The vast proliferation of monitoring and sensing devices equipped with Internet connectivity, commonly known as the “Internet of Things” (IoT) generates unprecedented volumes of data, which requires Big Data Analytics Systems (BDAS) for processing and extracting actionable insights. The diversity of IoT data processing applications require the deployment of multiple processing frameworks under the coordination of a resource allocator. To enable prompt actuation, these applications must meet deadlines and their processing takes place where data is generated, in private clouds or edge computing clusters, which have limited resources. It is an open research question as to whether current BDAS systems are suitable for such applications and settings.

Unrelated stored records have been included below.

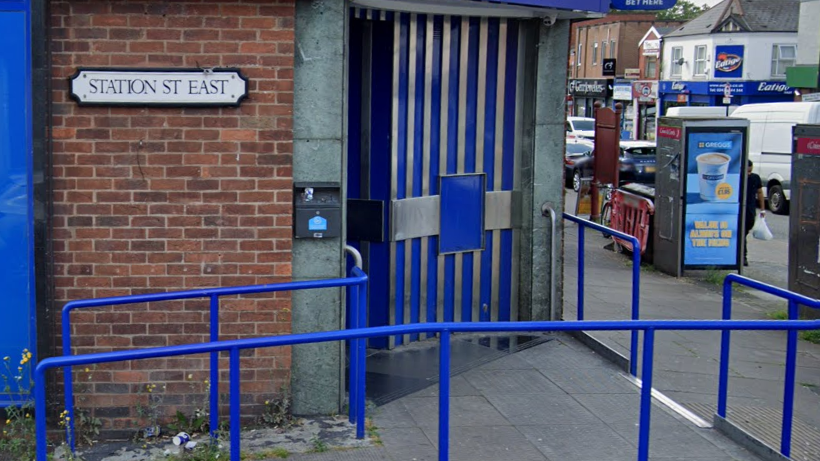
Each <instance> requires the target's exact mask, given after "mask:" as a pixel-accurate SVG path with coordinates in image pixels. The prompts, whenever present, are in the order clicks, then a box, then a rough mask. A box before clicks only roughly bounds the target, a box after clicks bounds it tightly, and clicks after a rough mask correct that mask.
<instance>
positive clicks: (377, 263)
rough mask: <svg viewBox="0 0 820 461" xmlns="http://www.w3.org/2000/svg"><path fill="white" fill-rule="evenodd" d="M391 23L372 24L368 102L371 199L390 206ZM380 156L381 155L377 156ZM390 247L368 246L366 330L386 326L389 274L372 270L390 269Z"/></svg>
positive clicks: (377, 347) (392, 28)
mask: <svg viewBox="0 0 820 461" xmlns="http://www.w3.org/2000/svg"><path fill="white" fill-rule="evenodd" d="M393 27H394V26H393V23H391V22H383V21H375V22H373V52H372V61H371V62H373V63H374V64H375V63H382V65H373V66H372V73H371V80H372V81H371V98H370V110H371V119H370V126H371V131H370V151H371V152H373V153H374V155H372V156H371V159H370V198H371V199H373V200H382V201H385V202H388V203H389V200H390V174H391V173H390V168H391V166H390V155H385V154H386V153H389V152H390V136H385V133H390V130H391V117H392V101H393V66H392V64H386V65H385V64H384V63H392V62H393ZM378 153H382V155H378ZM383 225H384V235H388V234H387V232H388V229H387V225H388V223H387V220H385V222H384V223H383ZM390 263H391V261H390V244H389V243H371V244H370V267H371V271H370V273H369V274H368V276H369V277H370V283H369V286H370V298H369V309H368V310H369V315H368V326H371V327H372V326H383V325H387V324H388V323H389V310H388V309H389V306H390V305H391V300H390V271H389V270H373V269H375V268H379V267H381V268H389V267H390ZM370 345H371V346H372V347H376V348H385V347H387V338H373V339H371V340H370Z"/></svg>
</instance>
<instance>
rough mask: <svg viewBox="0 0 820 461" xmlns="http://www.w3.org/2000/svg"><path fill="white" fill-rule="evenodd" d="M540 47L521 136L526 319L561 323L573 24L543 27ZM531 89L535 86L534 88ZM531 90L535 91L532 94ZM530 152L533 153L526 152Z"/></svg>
mask: <svg viewBox="0 0 820 461" xmlns="http://www.w3.org/2000/svg"><path fill="white" fill-rule="evenodd" d="M532 35H534V37H533V40H534V41H536V43H537V48H536V49H535V50H533V51H532V53H533V54H535V55H536V59H532V60H528V61H529V62H531V63H532V64H529V65H528V66H529V68H527V69H526V72H527V74H526V75H528V78H533V76H534V78H535V82H534V92H535V98H528V99H529V100H530V101H532V102H529V103H528V102H527V99H525V101H524V104H525V105H524V111H525V118H527V117H529V118H530V120H526V121H525V124H526V126H527V127H533V129H532V132H529V131H528V128H525V129H524V135H523V136H522V139H523V143H524V146H526V147H524V152H523V155H522V166H523V172H522V178H521V184H522V193H523V194H524V197H523V210H524V213H523V226H522V232H521V260H522V263H521V287H520V293H521V296H520V299H521V306H522V310H521V318H522V319H531V320H556V319H560V318H561V317H562V316H563V305H562V302H561V299H562V297H561V293H562V292H563V277H562V272H561V266H562V264H563V262H562V261H563V258H562V248H563V240H562V236H563V232H562V226H561V218H560V217H561V213H562V212H563V210H564V198H563V197H564V196H563V194H564V143H565V140H564V137H565V132H564V125H565V123H566V118H565V104H566V79H567V65H566V63H567V59H568V47H569V21H566V20H563V21H558V22H556V23H555V24H554V25H553V26H551V27H547V26H544V25H543V24H539V26H538V30H537V32H535V31H533V33H532ZM530 88H532V86H530ZM531 91H532V90H531ZM528 148H529V149H531V155H528V153H527V151H528V150H529V149H528ZM544 204H550V205H552V207H553V209H554V210H555V211H556V213H557V215H558V222H557V226H556V227H557V236H556V248H555V249H554V251H555V256H556V257H557V258H558V264H556V268H557V271H556V272H557V273H556V274H555V280H556V284H557V286H556V287H555V290H554V293H556V296H555V298H556V299H550V297H551V294H550V293H551V290H550V280H551V275H552V274H551V260H550V239H551V229H550V221H549V219H547V218H544V217H543V216H542V215H541V207H542V205H544Z"/></svg>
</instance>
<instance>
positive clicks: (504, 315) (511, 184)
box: [498, 21, 518, 322]
mask: <svg viewBox="0 0 820 461" xmlns="http://www.w3.org/2000/svg"><path fill="white" fill-rule="evenodd" d="M517 71H518V23H517V22H516V21H508V22H507V69H506V80H505V82H504V84H505V89H504V141H503V161H502V174H501V189H502V190H513V178H514V170H513V168H514V166H515V129H516V128H515V101H516V97H517V95H516V89H517V80H518V79H517ZM512 239H513V231H511V230H503V231H501V277H500V280H499V306H498V320H499V321H502V322H504V321H509V320H510V314H511V312H510V311H511V309H512V308H513V306H512V284H513V283H517V281H514V280H512V260H513V254H512V246H513V245H512Z"/></svg>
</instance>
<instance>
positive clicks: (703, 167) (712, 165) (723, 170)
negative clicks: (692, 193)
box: [695, 152, 731, 202]
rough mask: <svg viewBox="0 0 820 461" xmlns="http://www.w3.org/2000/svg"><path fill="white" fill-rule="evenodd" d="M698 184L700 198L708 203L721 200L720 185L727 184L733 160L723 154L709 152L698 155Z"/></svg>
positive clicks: (727, 155) (730, 158)
mask: <svg viewBox="0 0 820 461" xmlns="http://www.w3.org/2000/svg"><path fill="white" fill-rule="evenodd" d="M695 160H696V161H697V162H698V183H699V186H700V198H701V199H703V200H706V201H708V202H716V201H718V200H720V198H719V197H718V194H717V188H718V185H720V184H722V183H724V182H726V173H727V172H728V171H729V161H730V160H731V158H730V157H729V156H728V155H726V154H724V153H721V152H707V153H705V154H700V155H698V156H697V157H696V158H695Z"/></svg>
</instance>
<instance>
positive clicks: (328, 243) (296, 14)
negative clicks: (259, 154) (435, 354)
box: [291, 0, 347, 415]
mask: <svg viewBox="0 0 820 461" xmlns="http://www.w3.org/2000/svg"><path fill="white" fill-rule="evenodd" d="M346 11H347V7H346V2H344V1H339V2H314V1H311V0H297V1H296V40H295V41H296V51H295V60H294V91H293V92H294V94H293V181H294V182H305V181H317V182H325V181H334V182H338V183H339V184H341V185H342V190H344V176H345V175H344V165H345V162H344V154H345V142H346V141H345V138H346V133H345V125H344V123H345V120H344V112H345V101H346V98H345V91H346V89H345V84H346V81H345V49H346V27H347V26H346V18H347V15H346V14H345V12H346ZM343 245H344V240H343V239H341V238H333V239H324V240H312V239H311V240H308V239H306V240H294V241H293V279H294V280H311V279H323V278H334V277H341V276H342V275H343V273H344V270H343V264H344V259H343V256H344V253H343V251H344V249H343ZM342 303H343V297H342V291H341V290H340V289H325V290H311V291H307V292H305V291H301V292H299V291H297V292H294V293H293V315H292V318H293V323H292V325H293V332H294V333H306V332H314V331H327V330H338V329H340V328H342V327H343V325H342V318H343V317H342V312H343V311H342V306H343V304H342ZM342 366H343V362H342V347H341V344H339V343H336V342H334V343H324V344H310V345H302V346H294V347H293V365H292V368H291V372H292V376H291V391H292V393H293V412H294V413H295V414H298V415H314V414H328V413H335V412H337V411H339V409H340V404H341V401H342V395H341V389H342V383H343V381H342Z"/></svg>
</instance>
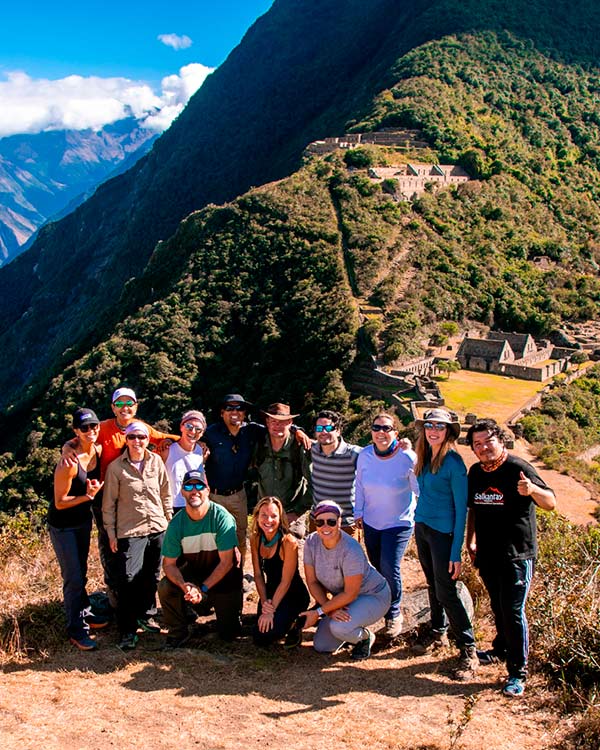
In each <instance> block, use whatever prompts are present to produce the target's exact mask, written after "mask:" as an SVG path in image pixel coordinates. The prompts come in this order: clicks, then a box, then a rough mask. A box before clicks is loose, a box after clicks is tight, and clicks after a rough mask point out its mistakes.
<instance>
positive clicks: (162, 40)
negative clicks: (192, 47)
mask: <svg viewBox="0 0 600 750" xmlns="http://www.w3.org/2000/svg"><path fill="white" fill-rule="evenodd" d="M157 39H158V41H159V42H162V43H163V44H166V46H167V47H173V49H175V50H180V49H187V48H188V47H191V46H192V40H191V39H190V38H189V36H186V35H185V34H183V36H179V35H178V34H159V35H158V36H157Z"/></svg>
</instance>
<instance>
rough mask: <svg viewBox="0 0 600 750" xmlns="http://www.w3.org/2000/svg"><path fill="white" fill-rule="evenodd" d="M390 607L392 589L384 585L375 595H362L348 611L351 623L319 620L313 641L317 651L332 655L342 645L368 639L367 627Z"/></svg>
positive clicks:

With this dissertation, we investigate this research question in multiple ways. First, we evaluate the performance and behavior of BDAS in resource-constrained multi-analytics clusters to understand how they interact. Second, using this understanding, we investigate new admission control and resource allocation mechanisms that are better suited to the resource constraints of the next generation in IoT analytics deployments. Finally, we develop new techniques that enable these resource allocators
to adapt to changing cluster conditions to satisfy deadlines and preserve fairness in multi-analytics settings. In this talk, we overview our research contributions and evaluate their efficacy. We compare our resource allocators against existing allocators using trace based simulation and production, Big Data workloads. We show that our work improves upon the state of the art in terms of deadlines satisfied, productive work completed, fairness, and system utilization.